Here’s some example runs on my elderly laptop. These are obviously not “proof” in a benchmarking sense, but the difference is so large it didn’t seem necessary. Also, all these runs where done one after the other to minimize environmental differences.
$ julia-1.1.1 --startup-file=no --banner=no
julia> include("peuler92.jl")
eu92 (generic function with 1 method)
julia> eu92(100_000) # Compilation
85623
julia> @time eu92(5_000_000)
10.041794 seconds (74.40 M allocations: 3.991 GiB, 3.28% gc time)
4295843
julia>
$ julia-1.3.0-rc1 --startup-file=no --banner=no
julia> include("peuler92.jl")
eu92 (generic function with 1 method)
julia> eu92(100_000) # Compilation
85623
julia> @time eu92(5_000_000)
148.563905 seconds (138.79 M allocations: 4.950 GiB, 0.87% gc time)
4295843
julia>
– Actually, I can use some saved nightlies to narrow the timeframe when the change to Julia occurred
$ julia-13dev164 --startup-file=no --banner=no
julia> Base.GIT_VERSION_INFO
Base.GitVersionInfo("9b5fea51ca639f62bc65e5d92aced79bdb28b651", "9b5fea51ca", "master", 164, "2019-05-04 12:32 UTC", false, 0, 1.556973126e9)
julia> include("peuler92.jl")
eu92 (generic function with 1 method)
julia> eu92(100_000) # Compilation
85623
julia> @time eu92(5_000_000)
8.304364 seconds (69.40 M allocations: 3.916 GiB, 4.38% gc time)
4295843
julia>
$ julia-13dev308 --startup-file=no --banner=no
julia> Base.GIT_VERSION_INFO
Base.GitVersionInfo("6d23d520dfc666d307951b020f5204fbaf5c4291", "6d23d520df", "master", 308, "2019-05-29 15:38 UTC", false, 0, 1.559144318e9)

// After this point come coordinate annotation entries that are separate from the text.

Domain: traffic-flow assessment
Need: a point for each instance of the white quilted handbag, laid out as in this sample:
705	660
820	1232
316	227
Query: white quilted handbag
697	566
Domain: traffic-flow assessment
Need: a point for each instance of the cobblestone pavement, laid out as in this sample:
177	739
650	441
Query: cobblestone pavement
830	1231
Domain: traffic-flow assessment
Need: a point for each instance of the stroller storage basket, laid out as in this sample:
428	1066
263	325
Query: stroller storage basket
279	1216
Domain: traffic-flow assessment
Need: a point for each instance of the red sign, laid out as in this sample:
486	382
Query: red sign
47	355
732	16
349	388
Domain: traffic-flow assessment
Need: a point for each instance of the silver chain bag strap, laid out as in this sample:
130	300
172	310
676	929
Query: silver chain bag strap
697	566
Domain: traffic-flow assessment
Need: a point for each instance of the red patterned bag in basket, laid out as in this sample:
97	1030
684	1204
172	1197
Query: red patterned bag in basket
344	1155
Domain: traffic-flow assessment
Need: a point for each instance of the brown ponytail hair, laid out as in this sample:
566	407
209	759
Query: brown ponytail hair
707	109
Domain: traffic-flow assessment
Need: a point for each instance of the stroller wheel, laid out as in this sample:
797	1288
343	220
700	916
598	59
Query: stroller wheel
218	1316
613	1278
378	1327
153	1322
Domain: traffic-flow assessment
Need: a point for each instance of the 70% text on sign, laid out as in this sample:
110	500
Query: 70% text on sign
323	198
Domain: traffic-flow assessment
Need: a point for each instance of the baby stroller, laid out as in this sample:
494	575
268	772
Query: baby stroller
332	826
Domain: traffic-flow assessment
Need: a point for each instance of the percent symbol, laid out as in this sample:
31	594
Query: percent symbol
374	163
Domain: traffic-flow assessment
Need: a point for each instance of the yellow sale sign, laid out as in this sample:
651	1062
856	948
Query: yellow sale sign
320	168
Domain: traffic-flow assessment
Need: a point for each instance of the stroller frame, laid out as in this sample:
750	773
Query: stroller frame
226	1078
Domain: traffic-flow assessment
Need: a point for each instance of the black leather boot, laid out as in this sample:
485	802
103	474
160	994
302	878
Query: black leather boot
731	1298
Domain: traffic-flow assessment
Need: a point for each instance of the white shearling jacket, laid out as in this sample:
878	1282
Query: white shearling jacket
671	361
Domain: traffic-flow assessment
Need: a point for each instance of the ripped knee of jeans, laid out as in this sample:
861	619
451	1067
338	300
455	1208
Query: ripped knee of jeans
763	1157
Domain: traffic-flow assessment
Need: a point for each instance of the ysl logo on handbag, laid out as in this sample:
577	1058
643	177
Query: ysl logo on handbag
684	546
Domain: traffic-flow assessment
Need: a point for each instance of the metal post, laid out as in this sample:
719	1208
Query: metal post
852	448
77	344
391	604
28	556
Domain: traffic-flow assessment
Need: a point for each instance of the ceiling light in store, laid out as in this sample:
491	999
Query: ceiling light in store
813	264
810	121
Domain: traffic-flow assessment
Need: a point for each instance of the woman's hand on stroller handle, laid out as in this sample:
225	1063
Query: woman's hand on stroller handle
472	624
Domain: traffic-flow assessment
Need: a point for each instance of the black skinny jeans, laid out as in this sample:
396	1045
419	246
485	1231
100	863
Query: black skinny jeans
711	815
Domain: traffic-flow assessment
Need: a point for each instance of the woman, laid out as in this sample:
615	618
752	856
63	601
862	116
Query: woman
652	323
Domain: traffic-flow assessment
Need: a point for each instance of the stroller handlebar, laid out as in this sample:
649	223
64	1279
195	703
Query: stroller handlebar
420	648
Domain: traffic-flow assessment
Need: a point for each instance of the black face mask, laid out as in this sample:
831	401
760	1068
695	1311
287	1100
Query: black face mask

julia> include("peuler92.jl")
eu92 (generic function with 1 method)
julia> eu92(100_000) # Compilation
85623
julia> @time eu92(5_000_000)
139.023717 seconds (138.79 M allocations: 4.950 GiB, 0.34% gc time)
4295843
So, what happened to Julia in mid-May, between DEV.164 & DEV.308? Was there a
deliberate design decision to be less agressive in garbage collection? (My
best guess.) If so, please consider a command-line option so the user can tune
gc agressiveness, somewhat like the --optimize option.